Again hosted by Rostad, the Institute brought in language expert Deborah S. Bosley, Ph.D., founder of the Plain Language Group, to weigh in on the new CRS forms. The group works with business and government to provide content that is easy to read while also meeting regulatory requirements for plain language.

Based on her review of a random six of the 29 forms, Bosley saw room for improvement in both content and presentation: For example, investors are still faced with too much information, use of confusing financial terms and a lack of useful examples in the CRS forms. Meanwhile, not enough attention is given to presentation for ease of reading and absorbing the financial information, she noted. Sentences are long, paragraphs are thick, the voice is passive and the point size is too small to make the forms a comfortable read, especially for older investors.

“There is a lack of ease of understanding,” she said.

A Call to Action

The Institute also released a paper on Sept. 22, “The Case to Fix Form CRS Disclosure.”

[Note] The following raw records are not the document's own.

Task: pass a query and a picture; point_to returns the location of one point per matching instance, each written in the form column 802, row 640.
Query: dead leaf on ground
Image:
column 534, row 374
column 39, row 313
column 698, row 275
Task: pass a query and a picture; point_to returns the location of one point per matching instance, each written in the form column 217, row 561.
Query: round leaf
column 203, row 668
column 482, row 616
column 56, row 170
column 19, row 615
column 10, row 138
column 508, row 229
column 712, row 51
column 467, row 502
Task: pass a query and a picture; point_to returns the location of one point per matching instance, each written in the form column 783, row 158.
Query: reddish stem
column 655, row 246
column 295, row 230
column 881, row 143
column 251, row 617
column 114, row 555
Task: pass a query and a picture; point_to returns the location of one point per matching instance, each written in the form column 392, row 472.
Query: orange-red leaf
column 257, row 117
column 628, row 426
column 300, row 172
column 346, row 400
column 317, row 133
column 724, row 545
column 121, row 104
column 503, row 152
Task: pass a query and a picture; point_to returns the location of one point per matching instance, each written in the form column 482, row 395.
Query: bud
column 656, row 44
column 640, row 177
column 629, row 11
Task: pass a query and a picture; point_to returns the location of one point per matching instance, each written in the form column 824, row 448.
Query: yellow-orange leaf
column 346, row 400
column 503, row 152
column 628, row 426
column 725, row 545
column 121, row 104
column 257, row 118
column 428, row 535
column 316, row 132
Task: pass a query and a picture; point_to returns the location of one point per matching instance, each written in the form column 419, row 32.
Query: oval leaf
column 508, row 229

It concludes: “Broker-dealers and investment advisers serve distinct and important roles in the capital markets. Industry marketing over decades has described very general similarities between BDs and IAs as their defining attributes. CRS reinforces these very general similarities. Industry marketing has helped engender roles and purposes. Form CRS falls short meeting its own stated objectives. CRS minimizes and obscures, or omits altogether, material information about their roles and purposes instead of highlighting it. This is why Form CRS needs to be fixed.”

However in his remarks during the webinar, Rostad put out a call to action: “The disclosure that we see right now from the CRS forms … is so terribly deficient that they can be improved. … In this regard the opportunities here for CRS … are in our view excellent in terms of actually serving a consumer’s purpose the way it is intended to.”